Caribbean Queer Visualities has been curated by Small Axe, a cultural organisation based in the Caribbean, in partnership with the British Council. The exhibition was shown at the end of last year at the Golden Thread Gallery in Belfast as part of the 10th annual Outburst Queer Arts Festival.

If you can wade your way through the dense thickets of art speak in the accompanying notes, the aim of the exhibition is simple. In the last two decades, there has been a sea-change in the ways in which a new generation of Caribbean artists have started to portray their culture. How is that new generation or artists – many of whom are lesbian, gay, bisexual or transgender (LGBT) – defining their world?

In a way, all art is always about "otherness" or "queerness"; an attempt to give a visual voice to the worlds in which we find ourselves living, be the worlds drenched by the brazenness of the sun or not.

What struck me about the text in the catalogue, which includes statements by the ten visual artists involved in the exhibition, is the fact that several, including Désert, state that their "queerness" was not a state which they cared to label themselves.
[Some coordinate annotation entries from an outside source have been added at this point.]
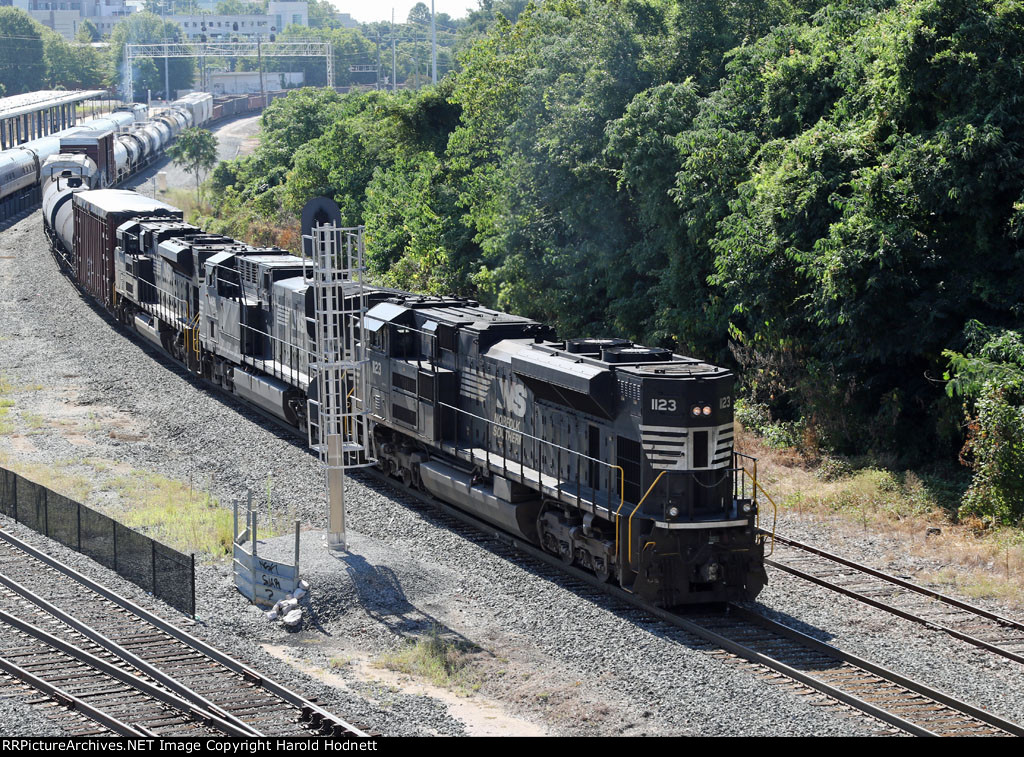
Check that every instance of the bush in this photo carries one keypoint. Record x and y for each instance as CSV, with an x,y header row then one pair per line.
x,y
995,451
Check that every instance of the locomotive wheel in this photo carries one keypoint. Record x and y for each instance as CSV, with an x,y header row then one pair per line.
x,y
565,552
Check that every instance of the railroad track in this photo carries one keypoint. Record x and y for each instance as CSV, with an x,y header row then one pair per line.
x,y
997,634
125,670
739,634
At the same time, most acknowledge it defines their work.

Richard Fung, an artist who uses photography as his medium, is based between Trinidad and Canada. He writes in his refreshingly straightforward artist statement that: "There is a way in which we use the term queer to apply to anything that unsettles or disrupts, and I'd like to say a place like Trinidad is already quite a queer space, right? So [queer] is reacting against the notion of normativity. What's the norm in a a place like Trinidad?"

When you're not asking the question: "When did normativity become A Thing," you could ask that question of any culture anywhere in the world in in 2017. One of the most compelling pieces in the exhibition is by Bahamas-based Kareem Mortimer. His film, Witness, is a potent portrayal of a group of transgender women and drag queens, who talk directly to camera in front of a mirror as they put their make-up on.

Just seven-minutes long, I learned a lot about what it feels like to be in a state of "otherness" in the Caribbean. For these woman, the process of transforming themselves using the armour of make-up and clothes is part of who they are. "Angel", a 29-year-old pre-op transgender woman talks matter-of-factly about the logistics of her job as a street worker and how she often dupes heterosexual men into thinking she has a vagina.

I found myself thinking about Angel for days afterwards. Mortimer shot the film in 2008 so what is Angel like as she nears 40, I wonder. What has changed?

Change – and the process of change – is the crux of this exhibition. Like all disparate cultures, the times we live in are forcing artists in the Caribbean to think globally. Gender has never been more fluid; just like time is fluid. Time flies, no matter whether you live with a warm wind under a brazen Caribbean sky or soft smirr on a Scottish Saturday afternoon.

Caribbean Queer Visualities, Transmission Gallery, Glasgow until March 25.